Padre Lucas Altmayer, 23/09/2025 14:53
Aos aproximarmo-nos da festa do glorioso Arcanjo São Miguel, publico este artigo mais em defesa do grande defensor da honra de Deus do que pela qualidade argumentativa, contra o horripilante e blasfemo artigo do Frei Luís Carlos Susin, publicado no site inh.unisinos, às vésperas do início da Quaresma de São Miguel.
O Frei Luís Carlos Susin é franciscano que por muitos anos trabalhou em Porto Alegre. Frei Luís é, segundo os dizeres de sua própria congregação, um dos maiores expoentes brasileiros, ao lado de Leonardo Boff, da chamada teologia da libertação.
Estamos acostumados com todo o mal produzido pela teologia da libertação no Brasil, na América Latina e no mundo. Sabemos do tamanho do estrago que estes homens causaram à Igreja: um socialismo disfarçado de teologia, um comunismo que tenta se impor à fé católica. É uma pseudo-teologia que sobrevive mal e mal ao nosso tempo e que, se não fosse a força que recebeu de pessoas que insistem em destruir a fé católica enquanto ocupam cargos de autoridade na Igreja, já teria desaparecido por completo.

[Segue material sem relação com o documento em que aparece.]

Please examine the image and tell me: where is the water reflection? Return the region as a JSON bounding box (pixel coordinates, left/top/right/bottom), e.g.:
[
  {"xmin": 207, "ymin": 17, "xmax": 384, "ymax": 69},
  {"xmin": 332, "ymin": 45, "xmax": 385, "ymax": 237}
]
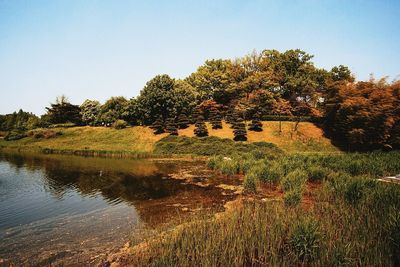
[{"xmin": 0, "ymin": 152, "xmax": 233, "ymax": 265}]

Se não compreendêssemos o tamanho da crise enfrentada pela Igreja, e a infiltração nefasta e medonha deste socialismo travestido de teologia, nos assustaríamos ainda mais diante da leitura do artigo publicado pela Unisinos.
O Frei Luís começa seu texto indagando, como se fosse algo curioso, a associação da figura de São Miguel com a de São Francisco. A falsa linha teológica do frei destruiu por completo o sentido católico de tudo: destruiu a doutrina católica, destruiu a moral católica, destruiu a vida espiritual católica, destruiu o sentido de misericórdia e de caridade cristã. Não é de se esperar que também tenha deturpado completamente a figura dos nossos santos.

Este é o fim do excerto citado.